7 novembre 2002 |
Dans la province de Saskatchewan, la jeunesse représente
toujours une longue période préparatoire à
la vie adulte, mais elle n'a plus la même signification
qu'autrefois, en ce sens qu'elle n'a plus pour finalité
le mariage. De nos jours, cette période est ponctuée
d'étapes importantes comme le fait d'atteindre l'âge
de seize ans pour pouvoir demander son permis de conduire, de
terminer avec succès ses études secondaires avant
de se diriger vers l'université, et de se marier seulement
si l'un et l'autre se sentent prêts.
Ces observations sont tirées d'interviews récentes
réalisées par Anne-Marie Desdouits, professeure
d'ethnologie au Département d'histoire, auprès d'une
douzaine d'étudiantes et d'étudiants inscrits en
sciences de l'éducation à l'Université de
Régina, en Saskatchewan. "Ce qui ressort tout d'abord
des entretiens, explique-t-elle, c'est que, pour tous, être
adulte c'est se sentir, et être reconnu, responsable de
gérer sa propre vie sur tous les plans: financier, sexuel,
professionnel, etc. Pour eux, la jeunesse constitue une longue
préparation dont le but final est l'autonomie. Même
le mariage ne représente plus pour eux qu'une étape."
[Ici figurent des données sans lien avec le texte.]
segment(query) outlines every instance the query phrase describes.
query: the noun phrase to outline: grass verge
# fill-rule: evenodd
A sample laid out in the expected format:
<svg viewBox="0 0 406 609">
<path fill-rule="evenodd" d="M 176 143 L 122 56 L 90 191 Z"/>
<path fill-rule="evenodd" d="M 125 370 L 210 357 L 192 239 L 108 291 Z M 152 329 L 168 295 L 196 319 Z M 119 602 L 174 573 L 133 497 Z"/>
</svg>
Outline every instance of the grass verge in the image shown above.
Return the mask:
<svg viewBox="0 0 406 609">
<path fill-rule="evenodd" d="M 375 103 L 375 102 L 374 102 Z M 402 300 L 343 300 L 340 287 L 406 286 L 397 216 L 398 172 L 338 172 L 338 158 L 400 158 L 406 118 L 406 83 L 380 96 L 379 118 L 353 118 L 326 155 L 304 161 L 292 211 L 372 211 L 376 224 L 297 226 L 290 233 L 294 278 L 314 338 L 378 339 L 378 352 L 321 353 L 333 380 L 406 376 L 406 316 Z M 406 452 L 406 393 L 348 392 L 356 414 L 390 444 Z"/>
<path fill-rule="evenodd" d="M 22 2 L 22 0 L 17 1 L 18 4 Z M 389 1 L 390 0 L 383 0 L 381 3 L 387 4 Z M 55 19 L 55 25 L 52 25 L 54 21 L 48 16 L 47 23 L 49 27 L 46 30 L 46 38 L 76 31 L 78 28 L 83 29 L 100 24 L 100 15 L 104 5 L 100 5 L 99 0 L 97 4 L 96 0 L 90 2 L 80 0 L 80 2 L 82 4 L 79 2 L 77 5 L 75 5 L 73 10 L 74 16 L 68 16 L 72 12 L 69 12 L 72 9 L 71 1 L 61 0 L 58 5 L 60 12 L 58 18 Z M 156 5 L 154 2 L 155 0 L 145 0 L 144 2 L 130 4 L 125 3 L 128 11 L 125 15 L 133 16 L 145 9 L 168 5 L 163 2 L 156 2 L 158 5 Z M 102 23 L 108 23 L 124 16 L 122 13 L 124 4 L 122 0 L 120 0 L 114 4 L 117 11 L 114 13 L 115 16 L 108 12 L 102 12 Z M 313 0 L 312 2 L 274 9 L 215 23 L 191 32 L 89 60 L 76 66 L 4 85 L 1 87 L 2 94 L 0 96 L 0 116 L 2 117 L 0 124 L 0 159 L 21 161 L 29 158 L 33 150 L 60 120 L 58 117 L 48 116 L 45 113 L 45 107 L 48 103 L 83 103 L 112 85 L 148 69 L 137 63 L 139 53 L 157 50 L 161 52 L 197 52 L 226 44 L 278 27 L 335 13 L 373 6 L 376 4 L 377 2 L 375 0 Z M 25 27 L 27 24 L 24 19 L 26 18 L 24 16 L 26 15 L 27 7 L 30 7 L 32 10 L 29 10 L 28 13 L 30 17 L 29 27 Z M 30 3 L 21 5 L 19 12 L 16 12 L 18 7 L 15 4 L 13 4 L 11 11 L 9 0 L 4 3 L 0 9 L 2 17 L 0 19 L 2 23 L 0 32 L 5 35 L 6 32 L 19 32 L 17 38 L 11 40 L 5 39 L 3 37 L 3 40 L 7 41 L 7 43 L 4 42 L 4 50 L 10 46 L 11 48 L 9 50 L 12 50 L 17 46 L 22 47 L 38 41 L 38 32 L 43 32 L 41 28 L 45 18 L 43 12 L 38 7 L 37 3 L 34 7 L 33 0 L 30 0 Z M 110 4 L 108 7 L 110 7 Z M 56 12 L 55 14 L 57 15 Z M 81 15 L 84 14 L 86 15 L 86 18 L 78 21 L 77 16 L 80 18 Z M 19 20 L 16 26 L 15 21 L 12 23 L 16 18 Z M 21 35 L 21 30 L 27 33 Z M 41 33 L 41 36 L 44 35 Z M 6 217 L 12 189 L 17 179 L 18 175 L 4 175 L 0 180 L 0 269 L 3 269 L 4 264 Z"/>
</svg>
Anne-Marie Desdouits a livré ces commentaires le mercredi
23 octobre au pavillon Charles-De Koninck dans le cadre des midis-causeries
du CELAT (Centre interuniversitaire d'études sur les lettres,
les arts et les traditions). Son enquête constituait le
point de départ d'une recherche pour un réexamen
des rites de passage dans la société contemporaine.
Le premier pas vers l'indépendance
En Saskatchewan, le tout premier pas vers la vie adulte est
d'avoir seize ans. Atteindre cet âge signifie que l'on peut
demander son permis de conduire. Selon Anne-Marie Desdouits, savoir
conduire n'est pas ce qui importe vraiment, surtout que de nombreux
jeunes savent déjà conduire, en particulier ceux
qui viennent de familles rurales. "Ce qui est important,
dit-elle, c'est ce que représente le permis, c'est l'autorisation
légale de conduire une voiture et donc la possibilité
de revendiquer une certaine indépendance par rapport aux
parents."
La graduation constitue, pour les étudiants interviewés,
une cérémonie solennelle comportant un certain nombre
de rites qui ne sont pas sans rappeler ceux du mariage. La préparation
de l'événement s'étend sur plusieurs mois,
on recommande d'être en couple et de porter robe longue
et tuxedo. De nombreux cadeaux sont offerts. Pour la chercheure,
il s'agit bien d'une cérémonie de passage. "Ils
changent de statut, c'est évident et c'est important pour
eux et pour leur famille, dit-elle. J'ai d'ailleurs été
frappée, chez les grands-parents des familles où
je suis allée, de voir encadrées et accrochées
aux murs du salon toutes les photos de chacun des petits-enfants
qui avaient gradué. Tout comme on voit les photos de mariage."
Cela dit, une bonne partie des interviewés ne se sentaient
pas prêts à faire le saut à l'université
après la graduation. Plusieurs ont étiré
la période de transition, certains quittant la maison familiale
pour travailler, d'autres partant en stage à l'étranger.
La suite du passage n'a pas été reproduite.